My case manager at the mental health center has been my staunch advocate and has stood by my side through everything I've ever gone through in the past seven years - which has been a lot of things - and has never let me down. She has stood up to people for me when I couldn't do it well enough on my own, she has gotten me doctors' appointments and gotten the pharmacy on the phone, and gone to visit the social security office with me and called my landlord when I couldn't pay my rent. She has picked up trash in my apartment and carried bags of it to the dumpster, which is NOT in her job description. She has told me so many good things about myself, things that I never would have thought up on my own. She has introduced me to people as her "amazing client" who "does everything", and told my doctor and therapist when I got A's for exams or final grades. I would walk in for an appointment and here this, "Oh I hear you got another A", and I would know she had been there. She has been a listening ear to more stories than I can count about my life and problems and things that have gone on. She has given me good, solid, logical, trustworthy advice.
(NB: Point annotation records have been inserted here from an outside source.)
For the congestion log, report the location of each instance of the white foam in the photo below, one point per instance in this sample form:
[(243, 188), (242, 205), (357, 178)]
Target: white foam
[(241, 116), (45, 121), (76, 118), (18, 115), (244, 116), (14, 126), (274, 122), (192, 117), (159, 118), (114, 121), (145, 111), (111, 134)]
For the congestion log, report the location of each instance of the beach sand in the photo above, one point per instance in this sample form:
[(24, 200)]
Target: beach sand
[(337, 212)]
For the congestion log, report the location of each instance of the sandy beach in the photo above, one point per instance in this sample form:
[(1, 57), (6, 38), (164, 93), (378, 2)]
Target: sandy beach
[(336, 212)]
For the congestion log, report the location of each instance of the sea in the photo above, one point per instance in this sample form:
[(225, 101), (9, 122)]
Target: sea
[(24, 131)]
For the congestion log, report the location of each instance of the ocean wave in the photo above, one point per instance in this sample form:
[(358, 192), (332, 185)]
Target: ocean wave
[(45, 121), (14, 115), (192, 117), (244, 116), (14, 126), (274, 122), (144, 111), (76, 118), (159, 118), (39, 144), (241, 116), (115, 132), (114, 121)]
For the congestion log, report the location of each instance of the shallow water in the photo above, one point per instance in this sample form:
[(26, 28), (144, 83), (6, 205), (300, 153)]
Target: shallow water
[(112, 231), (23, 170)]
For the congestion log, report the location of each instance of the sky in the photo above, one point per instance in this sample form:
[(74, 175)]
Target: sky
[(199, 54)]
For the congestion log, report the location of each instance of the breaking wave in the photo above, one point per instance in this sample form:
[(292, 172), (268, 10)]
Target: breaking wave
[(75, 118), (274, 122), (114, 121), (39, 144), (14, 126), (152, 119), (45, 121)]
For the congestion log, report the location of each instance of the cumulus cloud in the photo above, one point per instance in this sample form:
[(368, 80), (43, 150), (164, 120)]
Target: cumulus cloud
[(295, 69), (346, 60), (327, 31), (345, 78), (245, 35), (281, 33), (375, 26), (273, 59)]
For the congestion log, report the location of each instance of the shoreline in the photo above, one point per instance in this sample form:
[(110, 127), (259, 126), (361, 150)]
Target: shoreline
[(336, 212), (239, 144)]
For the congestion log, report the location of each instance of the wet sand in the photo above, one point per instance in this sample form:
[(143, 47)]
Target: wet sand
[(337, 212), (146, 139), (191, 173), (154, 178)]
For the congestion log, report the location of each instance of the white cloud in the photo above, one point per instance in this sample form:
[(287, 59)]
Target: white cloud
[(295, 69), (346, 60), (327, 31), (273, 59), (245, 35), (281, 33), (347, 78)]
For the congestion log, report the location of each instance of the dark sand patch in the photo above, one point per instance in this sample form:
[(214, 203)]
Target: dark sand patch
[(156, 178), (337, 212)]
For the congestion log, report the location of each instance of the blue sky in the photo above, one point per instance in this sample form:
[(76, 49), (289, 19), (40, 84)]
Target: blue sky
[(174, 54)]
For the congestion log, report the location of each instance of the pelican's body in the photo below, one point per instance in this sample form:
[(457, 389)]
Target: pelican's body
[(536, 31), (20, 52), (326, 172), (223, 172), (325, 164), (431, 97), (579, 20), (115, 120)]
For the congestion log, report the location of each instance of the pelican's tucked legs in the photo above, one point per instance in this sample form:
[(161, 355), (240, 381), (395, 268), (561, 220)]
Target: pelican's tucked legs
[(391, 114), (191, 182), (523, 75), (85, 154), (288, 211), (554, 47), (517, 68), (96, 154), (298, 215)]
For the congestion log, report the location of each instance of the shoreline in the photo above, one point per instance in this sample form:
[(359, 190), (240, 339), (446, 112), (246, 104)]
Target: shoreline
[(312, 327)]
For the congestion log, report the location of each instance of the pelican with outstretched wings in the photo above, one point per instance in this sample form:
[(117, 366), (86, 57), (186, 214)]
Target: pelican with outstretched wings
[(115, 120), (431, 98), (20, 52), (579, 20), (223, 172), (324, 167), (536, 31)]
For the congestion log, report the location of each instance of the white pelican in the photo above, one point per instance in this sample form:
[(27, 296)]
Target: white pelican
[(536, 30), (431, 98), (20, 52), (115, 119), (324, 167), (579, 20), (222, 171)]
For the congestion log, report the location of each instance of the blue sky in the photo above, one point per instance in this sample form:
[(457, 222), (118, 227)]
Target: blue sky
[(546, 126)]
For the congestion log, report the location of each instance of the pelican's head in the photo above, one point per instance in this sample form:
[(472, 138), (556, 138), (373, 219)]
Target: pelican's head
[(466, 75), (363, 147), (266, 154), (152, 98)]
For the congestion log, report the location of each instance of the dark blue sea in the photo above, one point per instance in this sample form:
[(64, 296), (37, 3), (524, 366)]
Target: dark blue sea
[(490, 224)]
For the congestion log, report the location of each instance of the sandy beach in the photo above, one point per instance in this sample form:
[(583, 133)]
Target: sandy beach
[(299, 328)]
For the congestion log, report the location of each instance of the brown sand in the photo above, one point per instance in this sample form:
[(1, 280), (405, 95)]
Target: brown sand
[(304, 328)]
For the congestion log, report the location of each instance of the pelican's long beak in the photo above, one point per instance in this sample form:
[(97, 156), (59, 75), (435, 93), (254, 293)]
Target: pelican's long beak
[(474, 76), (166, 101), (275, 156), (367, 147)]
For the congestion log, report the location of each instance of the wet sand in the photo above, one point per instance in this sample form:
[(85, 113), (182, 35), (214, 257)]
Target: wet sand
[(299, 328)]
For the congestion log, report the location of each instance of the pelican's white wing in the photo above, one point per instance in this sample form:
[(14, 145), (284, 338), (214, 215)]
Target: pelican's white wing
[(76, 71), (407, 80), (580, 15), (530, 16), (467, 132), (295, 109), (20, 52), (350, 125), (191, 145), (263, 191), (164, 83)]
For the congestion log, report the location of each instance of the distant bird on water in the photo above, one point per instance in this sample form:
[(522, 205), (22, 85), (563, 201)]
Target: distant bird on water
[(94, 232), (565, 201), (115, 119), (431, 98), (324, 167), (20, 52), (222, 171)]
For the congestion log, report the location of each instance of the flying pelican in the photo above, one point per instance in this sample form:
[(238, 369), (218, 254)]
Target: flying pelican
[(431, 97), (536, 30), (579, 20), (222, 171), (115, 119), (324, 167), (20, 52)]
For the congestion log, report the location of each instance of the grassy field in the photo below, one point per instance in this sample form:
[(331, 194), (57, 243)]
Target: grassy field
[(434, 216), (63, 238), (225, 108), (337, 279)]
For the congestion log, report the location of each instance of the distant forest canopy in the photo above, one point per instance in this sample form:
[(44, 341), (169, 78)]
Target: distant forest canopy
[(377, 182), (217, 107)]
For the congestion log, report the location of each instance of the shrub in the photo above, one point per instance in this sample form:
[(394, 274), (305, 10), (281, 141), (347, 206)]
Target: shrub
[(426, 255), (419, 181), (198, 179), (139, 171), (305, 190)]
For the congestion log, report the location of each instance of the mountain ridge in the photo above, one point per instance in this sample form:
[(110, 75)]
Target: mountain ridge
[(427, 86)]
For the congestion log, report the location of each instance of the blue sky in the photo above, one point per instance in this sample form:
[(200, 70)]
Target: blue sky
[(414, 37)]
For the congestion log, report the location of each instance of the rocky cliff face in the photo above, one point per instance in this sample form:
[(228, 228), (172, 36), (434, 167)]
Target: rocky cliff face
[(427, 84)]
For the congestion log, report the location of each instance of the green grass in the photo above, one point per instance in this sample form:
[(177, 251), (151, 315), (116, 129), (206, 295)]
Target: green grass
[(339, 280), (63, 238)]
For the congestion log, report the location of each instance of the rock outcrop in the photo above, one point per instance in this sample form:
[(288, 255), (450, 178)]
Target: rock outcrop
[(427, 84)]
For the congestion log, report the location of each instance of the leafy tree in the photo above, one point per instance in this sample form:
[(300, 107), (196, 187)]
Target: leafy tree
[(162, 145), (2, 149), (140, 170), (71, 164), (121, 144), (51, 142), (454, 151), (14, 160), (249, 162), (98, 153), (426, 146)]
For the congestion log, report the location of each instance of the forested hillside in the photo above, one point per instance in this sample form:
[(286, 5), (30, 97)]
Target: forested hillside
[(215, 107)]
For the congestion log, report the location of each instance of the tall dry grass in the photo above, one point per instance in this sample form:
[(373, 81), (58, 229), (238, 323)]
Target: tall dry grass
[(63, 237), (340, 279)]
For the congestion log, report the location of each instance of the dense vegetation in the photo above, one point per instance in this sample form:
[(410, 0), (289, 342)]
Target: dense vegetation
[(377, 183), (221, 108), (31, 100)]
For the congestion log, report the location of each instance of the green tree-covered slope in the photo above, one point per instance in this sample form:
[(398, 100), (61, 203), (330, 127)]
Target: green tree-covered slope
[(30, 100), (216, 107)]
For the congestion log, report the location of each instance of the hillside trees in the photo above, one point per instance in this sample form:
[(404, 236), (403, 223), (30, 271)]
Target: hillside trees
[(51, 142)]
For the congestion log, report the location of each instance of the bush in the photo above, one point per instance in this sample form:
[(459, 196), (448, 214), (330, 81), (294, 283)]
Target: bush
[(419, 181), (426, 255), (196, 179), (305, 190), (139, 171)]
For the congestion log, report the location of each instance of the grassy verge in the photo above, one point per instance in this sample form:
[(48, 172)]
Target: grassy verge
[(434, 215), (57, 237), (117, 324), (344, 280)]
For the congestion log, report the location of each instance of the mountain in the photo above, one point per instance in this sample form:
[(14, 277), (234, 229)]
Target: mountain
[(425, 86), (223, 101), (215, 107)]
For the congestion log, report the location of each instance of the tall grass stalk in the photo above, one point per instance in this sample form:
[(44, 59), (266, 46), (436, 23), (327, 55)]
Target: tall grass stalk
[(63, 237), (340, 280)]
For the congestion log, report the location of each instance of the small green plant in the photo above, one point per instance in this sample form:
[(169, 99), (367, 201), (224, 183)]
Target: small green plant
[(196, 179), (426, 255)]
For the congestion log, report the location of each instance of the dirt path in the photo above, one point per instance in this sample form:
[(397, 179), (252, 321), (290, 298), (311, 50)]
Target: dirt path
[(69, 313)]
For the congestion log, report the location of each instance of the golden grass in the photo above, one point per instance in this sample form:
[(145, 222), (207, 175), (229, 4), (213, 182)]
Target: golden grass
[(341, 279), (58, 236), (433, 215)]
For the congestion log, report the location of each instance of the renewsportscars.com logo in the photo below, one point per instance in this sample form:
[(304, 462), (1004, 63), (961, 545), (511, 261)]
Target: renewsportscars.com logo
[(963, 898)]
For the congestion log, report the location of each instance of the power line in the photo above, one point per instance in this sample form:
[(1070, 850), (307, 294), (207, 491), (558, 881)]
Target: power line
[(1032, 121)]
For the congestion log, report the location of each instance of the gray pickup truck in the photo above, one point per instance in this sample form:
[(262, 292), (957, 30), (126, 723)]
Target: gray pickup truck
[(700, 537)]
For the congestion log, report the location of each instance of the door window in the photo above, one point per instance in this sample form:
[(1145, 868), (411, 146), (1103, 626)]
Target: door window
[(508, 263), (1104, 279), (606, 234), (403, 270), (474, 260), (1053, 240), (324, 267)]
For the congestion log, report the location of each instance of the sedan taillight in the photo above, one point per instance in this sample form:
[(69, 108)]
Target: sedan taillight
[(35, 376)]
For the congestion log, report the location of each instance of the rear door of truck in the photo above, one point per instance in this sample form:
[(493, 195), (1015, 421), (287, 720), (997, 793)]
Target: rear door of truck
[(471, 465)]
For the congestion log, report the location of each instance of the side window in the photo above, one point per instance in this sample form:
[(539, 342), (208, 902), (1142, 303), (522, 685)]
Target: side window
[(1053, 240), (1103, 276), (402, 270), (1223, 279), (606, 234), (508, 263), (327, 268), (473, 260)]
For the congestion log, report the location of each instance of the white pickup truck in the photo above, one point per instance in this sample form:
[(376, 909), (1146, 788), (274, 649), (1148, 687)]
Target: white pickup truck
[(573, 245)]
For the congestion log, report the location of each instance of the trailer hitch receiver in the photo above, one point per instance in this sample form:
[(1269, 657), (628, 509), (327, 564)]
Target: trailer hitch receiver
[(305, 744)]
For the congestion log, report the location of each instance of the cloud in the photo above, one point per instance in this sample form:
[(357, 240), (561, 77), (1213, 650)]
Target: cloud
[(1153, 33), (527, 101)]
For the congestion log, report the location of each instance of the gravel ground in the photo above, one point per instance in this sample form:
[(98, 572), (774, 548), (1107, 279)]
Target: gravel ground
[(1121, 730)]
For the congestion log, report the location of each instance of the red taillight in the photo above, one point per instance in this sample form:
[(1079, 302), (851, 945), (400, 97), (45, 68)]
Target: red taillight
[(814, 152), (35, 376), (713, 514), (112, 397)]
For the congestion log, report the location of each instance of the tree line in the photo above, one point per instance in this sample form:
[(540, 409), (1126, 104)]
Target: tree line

She has been like a mother figure and a friend figure and everything you could want from an advocate. She has laughed with me, and cheered me on, and patted me on the back, and encouraged me and uplifted me so often. I could never thank her enough for everything she has done for me.
But the time has come for her to move on, I guess. This happens frequently at the mental health center. It happens with nearly every doctor I get there, with the nurse who used to give me injections, with many people, and they move on and you never see them again.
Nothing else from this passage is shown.